Trouble with Ingest

241 views
Skip to first unread message

frank....@gmail.com

unread,
Jan 19, 2021, 5:19:22 AM1/19/21
to archivematica
We have for some time now experienced Archivematica as generally very slow, but have explained this with the (mostly) very large datasets we put in. 

Now it seems the problem is more complex. We have observed that every time we open the empty Ingest-tab, this generates an almost never ending series of queries against MySQL. These takes up 100% CPU per view, so that two browsers showing the Ingest-tab results in 200% CPU on the server. As a consequence, when we  start new jobs in Transfer, these are delayed for hours and sometimes days when they are sent to Ingest.

On the Ingest-tab, we have done "Remove all completed". We have also cleared out everything under Administration -> Processing storage usage.

Is there a way to find out what Ingest is doing in the background, so that we can stop it?

I include a series of screenshots to illustrate the problem, both in Archivematica and in MySQL (MariaDB).

On a side note, the Transfer-tab shows a red circle with "1" inside it, as if waiting for input. But there is nothing waiting. We tried solving this earlier, by rebuilding the index, but the mark remains. Index rebuild finished without any errors. I don't know if this is related, but it's worth mentioning.

Skjermbilde2.PNGSkjermbilde3.PNGSkjermbilde4.PNGSkjermbilde5.PNG

frank....@gmail.com

unread,
Jan 20, 2021, 7:42:15 AM1/20/21
to archivematica
Hi again,

We also discovered that the /var/Archivematica/sharedDirectory/currentlyProcessing/ directory isn't empty. There are lots of folders containing metadata and logs for previous runs, and one folder also contains a 7z-file of a run that failed. I would have expected this to be moved to the failed-directory. 

Can this be what causes the delay in Ingest? And is it trivial to just delete it?

Regards
Frank Skagemo

Ross Spencer

unread,
Jan 20, 2021, 8:32:55 AM1/20/21
to archivematica
Hi Frank,

That one is a known issue: https://github.com/archivematica/Issues/issues/1113 if you have nothing currently processing, i.e. Archivematica is idle with completed transfers, and all your transfers are complete, you can delete the folders in that directory with no issue. The volume should be low, and as noted in that ticket shouldn't impact performance. 

Have a look at the storage usage options here too for more areas that can be cleaned up but via the Archivematica User Interface: https://www.archivematica.org/en/docs/archivematica-1.12/user-manual/administer/dashboard-admin/#dashboard-usage 

I have asked others who do the database truncate more regularly than me who might have the script handy (where I don't) so hopefully we'll have a SQL snippet you can use to clean up the transfers/SIP tables. 

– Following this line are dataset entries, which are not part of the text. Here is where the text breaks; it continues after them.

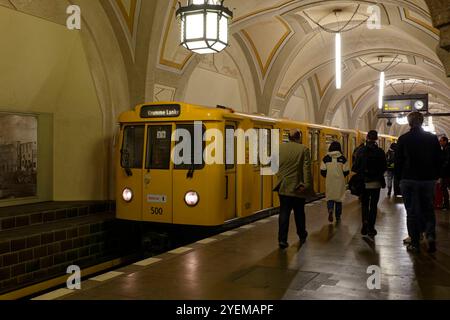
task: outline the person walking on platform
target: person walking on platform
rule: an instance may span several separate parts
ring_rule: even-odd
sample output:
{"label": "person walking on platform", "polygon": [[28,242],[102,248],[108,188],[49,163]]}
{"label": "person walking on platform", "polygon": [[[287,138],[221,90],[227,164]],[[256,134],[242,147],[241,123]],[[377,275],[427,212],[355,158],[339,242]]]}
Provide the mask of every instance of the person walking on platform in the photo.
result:
{"label": "person walking on platform", "polygon": [[378,132],[369,131],[364,147],[355,155],[352,171],[364,179],[364,189],[361,194],[362,229],[363,236],[375,237],[375,229],[380,200],[381,188],[386,187],[384,173],[386,172],[386,155],[377,144]]}
{"label": "person walking on platform", "polygon": [[420,112],[408,115],[411,130],[398,139],[395,175],[400,179],[407,212],[407,250],[420,252],[420,235],[425,230],[428,251],[436,251],[436,216],[434,191],[439,177],[441,148],[434,134],[422,129],[424,116]]}
{"label": "person walking on platform", "polygon": [[333,213],[336,222],[341,221],[342,202],[345,196],[345,177],[350,174],[347,159],[342,155],[341,144],[337,141],[331,143],[328,154],[323,158],[320,172],[326,178],[326,199],[328,207],[328,221],[333,222]]}
{"label": "person walking on platform", "polygon": [[449,195],[448,195],[448,187],[450,185],[450,146],[448,144],[447,137],[441,137],[439,139],[439,143],[442,148],[442,170],[441,170],[441,191],[442,196],[444,198],[444,202],[442,203],[442,210],[449,209]]}
{"label": "person walking on platform", "polygon": [[394,187],[394,196],[397,196],[397,189],[395,188],[395,181],[394,181],[395,149],[397,149],[397,144],[394,142],[391,144],[388,152],[386,153],[386,163],[387,163],[386,178],[388,187],[388,197],[391,197],[392,187]]}
{"label": "person walking on platform", "polygon": [[305,221],[305,202],[312,189],[311,155],[309,149],[301,144],[301,131],[291,130],[289,142],[280,145],[277,191],[280,197],[278,243],[281,249],[289,246],[287,238],[289,219],[294,210],[295,224],[300,242],[308,237]]}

What version are you running? There was some indexing added to these tables in 1.11 (IIRC which version) which should make things faster. But there are still limits with lots of processing. More information in this ticket too, but there should be a way to purge some of this very transitory data where once transfer/ingest is complete we're using other mechanisms to manage to result of processing, i.e. AIPs. 

Hopefully back to you  soon. 
Best,
Ross

Ross Spencer

unread,
Jan 20, 2021, 8:47:05 AM1/20/21
to archivematica
Hi again,

This might be useful to you Frank (and others watching this list with the same issues):

SET FOREIGN_KEY_CHECKS=0;
truncate table Derivations;
truncate table Events_agents;
truncate table Events;
truncate table FilesIdentifiedIDs;
truncate table FilesIDs;
truncate table Files;
truncate table Jobs;
truncate table main_fpcommandoutput;
truncate table SIPs;
truncate table Tasks;
truncate table Transfers;
truncate table UnitVariables;
SET FOREIGN_KEY_CHECKS=1;


The data in these tables is all an output of processing. It gets collected in the database and then output to your METS file in respective SIPs/AIPs. 

Running this command will remove this information from the database so you can't access this historical processing data from the dashboard once it is clear, but if you have already cleared transfers from the UI it means that you are unlikely to want this anyway. You have access to information about AIPs from the Archival Storage tab, the Storage Service, and of course the packages themselves moving forward. Which is probably how you're managing Archivematica as we speak. 

Perhaps restart the services once you have cleaned currently processing, or performed this operation on the database with: for i in dashboard mcp-client mcp-server storage-service; do service archivematica-$i restart; done

An you should be good to go. I feel it will be interesting for this list to hear how it goes for you. 

Let us know,
Best,
Ross

frank....@gmail.com

unread,
Jan 21, 2021, 7:58:22 AM1/21/21
to archivematica
Hi Ross,

Thank you for the thorough reply. On your suggestion, I deleted all files and folders under /currentlyProcessing/, including the one that contained the 7z-file. This didn't immediately make a difference, so I logged into the MCP-database. After running all the commands you listed, something changed:

The number "1" dissapeared from transfer, and instead an old (and failed) job showed up again, seemingly waiting for input on "Examine contents". We chose "Skip", and then it immediately failed on "Create transfer metadata.XML". But the job itself didn't fail, and we can't remove it from the Transfer-tab. We have tried "Remove all completed" and "Remove" on the job itself - but none of them responds.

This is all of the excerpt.